Но необъяснимое чувство к этой женщине было настолько сильным и превосходящим все разумное в нем, что Валентин без единой минуты колебания совершил со своей жизнью то, о чем он никогда, до самых последних дней своих, не сожалел и в чем не раскаивался. Только один раз, при переезде к Анне в городок на берегу реки Гусь, когда по пути он попросил ее заехать на М-ское кладбище, чтобы навестить могилу матери, Валентин на минуту почувствовал какое-то неизмеримое, бескрайнее отчаяние на сердце. Но это переживание никакого отношения не имело ни к могиле матери, ни к стоявшей рядом с ним Анне. Скорее всего, оно касалось не настоящего положения вещей - но или незапамятного прошлого, или еще не осуществившегося грозного будущего.

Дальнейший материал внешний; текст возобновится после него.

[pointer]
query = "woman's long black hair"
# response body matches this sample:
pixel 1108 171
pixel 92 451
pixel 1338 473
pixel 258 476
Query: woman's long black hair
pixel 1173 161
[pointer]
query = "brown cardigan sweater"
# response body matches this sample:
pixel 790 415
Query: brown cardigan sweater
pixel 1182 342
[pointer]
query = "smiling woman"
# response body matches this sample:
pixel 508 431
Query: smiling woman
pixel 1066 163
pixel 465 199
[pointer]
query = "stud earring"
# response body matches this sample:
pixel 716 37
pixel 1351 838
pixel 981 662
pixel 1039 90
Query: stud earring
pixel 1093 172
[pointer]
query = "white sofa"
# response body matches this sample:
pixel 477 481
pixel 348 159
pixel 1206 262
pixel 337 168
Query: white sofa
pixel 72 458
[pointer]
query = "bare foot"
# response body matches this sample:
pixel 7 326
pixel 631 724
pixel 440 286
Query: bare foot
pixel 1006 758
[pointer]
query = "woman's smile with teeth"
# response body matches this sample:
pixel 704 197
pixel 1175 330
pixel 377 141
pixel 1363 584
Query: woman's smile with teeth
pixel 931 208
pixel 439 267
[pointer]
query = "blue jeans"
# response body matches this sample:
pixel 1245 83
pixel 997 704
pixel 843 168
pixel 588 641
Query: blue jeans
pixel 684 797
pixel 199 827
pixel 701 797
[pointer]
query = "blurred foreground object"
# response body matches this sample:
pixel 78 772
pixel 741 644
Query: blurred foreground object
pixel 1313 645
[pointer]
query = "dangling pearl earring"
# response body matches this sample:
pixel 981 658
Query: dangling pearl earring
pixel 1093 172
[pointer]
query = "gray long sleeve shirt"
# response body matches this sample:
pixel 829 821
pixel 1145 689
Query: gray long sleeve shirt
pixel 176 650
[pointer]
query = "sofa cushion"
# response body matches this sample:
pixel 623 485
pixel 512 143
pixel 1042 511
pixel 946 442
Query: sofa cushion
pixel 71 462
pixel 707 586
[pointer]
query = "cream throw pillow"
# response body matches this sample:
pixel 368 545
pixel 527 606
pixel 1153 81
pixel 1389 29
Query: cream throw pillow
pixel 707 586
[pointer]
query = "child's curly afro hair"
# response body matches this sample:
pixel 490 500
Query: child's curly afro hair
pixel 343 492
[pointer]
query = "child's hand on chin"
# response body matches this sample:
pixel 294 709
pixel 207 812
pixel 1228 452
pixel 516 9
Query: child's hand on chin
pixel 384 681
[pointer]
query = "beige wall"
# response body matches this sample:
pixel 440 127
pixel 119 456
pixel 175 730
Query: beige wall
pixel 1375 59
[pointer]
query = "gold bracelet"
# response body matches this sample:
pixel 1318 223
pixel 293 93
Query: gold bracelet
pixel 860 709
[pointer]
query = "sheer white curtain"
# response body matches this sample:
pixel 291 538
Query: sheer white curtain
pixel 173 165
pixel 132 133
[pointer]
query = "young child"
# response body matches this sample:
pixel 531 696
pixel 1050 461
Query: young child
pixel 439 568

По прибытии в городок мы первое время были совершенно одни, Анна свою дочь отправила к бабушке с дедушкой, родителям ее отца, дом стоял на высоком обрывистом берегу реки, июльское небо жаркого лета ежедневно проплывало в одних и тех же бело-синих красках, в одном и том же бесшумном неистовстве взрывного света, под которым все накрытое куполом небес земное пространство плавилось в ярком горниле лета и напрямую переходило в лучистое состояние. Наверное, с других космических миров и наблюдали это зарево, подобное мерцанию всех остальных звезд вещественного неба, и в сердцах у наблюдателей нашей звезды возникало то же самое, что и у нас, созерцающих вечернее небо,
- учащенное биение и трепет какого-то неизвестного, почти достигнутого счастья. Оно же было настолько убедительным, ощутимым, что Валентин мог бы каждый день собирать и консервировать это счастье - если бы только знать способ заготовки впрок солнечного света хотя бы одного отгорающего июльского дня. Но при всяком наблюдении людьми какого-нибудь сказочного природного изобилия в них рождается беспечность, им и в голову не приходит, что очень скоро все это может кончиться и уже ничего, ничего такого больше не повторится. О, если и сделают в иных мирах спектральный анализ лучей, исходящих от июльской планеты, то все равно не обнаружится в радужной картинке разложенного света никаких следов от нашего изобильного счастья, имевшего место быть на планете Земля во времена оны. Валентин не думал, не хотел думать о завтрашнем дне, да и о текущем времени он не задумывался, этого не нужно было ему - Валентин изменился весь, стал другим, и в этом измененном состоянии пребывал словно на празднике своего воскресения. Как было удивительно увидеть себя со стороны - и не обнаружить в этом упоенном радостью жизни человеке унылых контуров прежнего невидимки. Соприкоснувшись телами и душами, мы оба изменились - каждый из нас изменился весь, хотя внешне остался таким же, каким и был. Никаких особенных талантов ума и чувств не понадобилось, никаких сверхзнаний, откровений свыше, мучительного душевного подвига, чтобы в то ярко отполыхавшее лето нам постигнуть истинный, не придуманный, смысл человеческого существования на земле. Он оказался прост, силен и опасен для всего окружавшего нас мира действующей лжи. Он, этот разгаданный нами смысл, спокойно развенчивал двуличие и тотальное лицемерие нашего времени. Смысл жизни оказался в том, что было два отдельных существа, а стало одно. И постигнуть такой смысл можно только вдвоем - двумя он держится в Божьем мире и повседневно подтверждается. Рабское общество коллективизма и бандитствующее государство не нужны им, двоим, - потому и опасен был открывшийся нам смысл жизни для самой идеи государственности. Если Бог един, то человеку единичному никогда не стать как Бог, но если сказано, что человеки созданы по образу и подобию Божию, это означает: образ таковой и подобие люди обретут на земле, будучи не по одному, но соединяясь по два. И не больше того. Мы могли осуществиться в истине только вдвоем, обвенчавшись перед Его алтарем, - и по-другому не могло быть.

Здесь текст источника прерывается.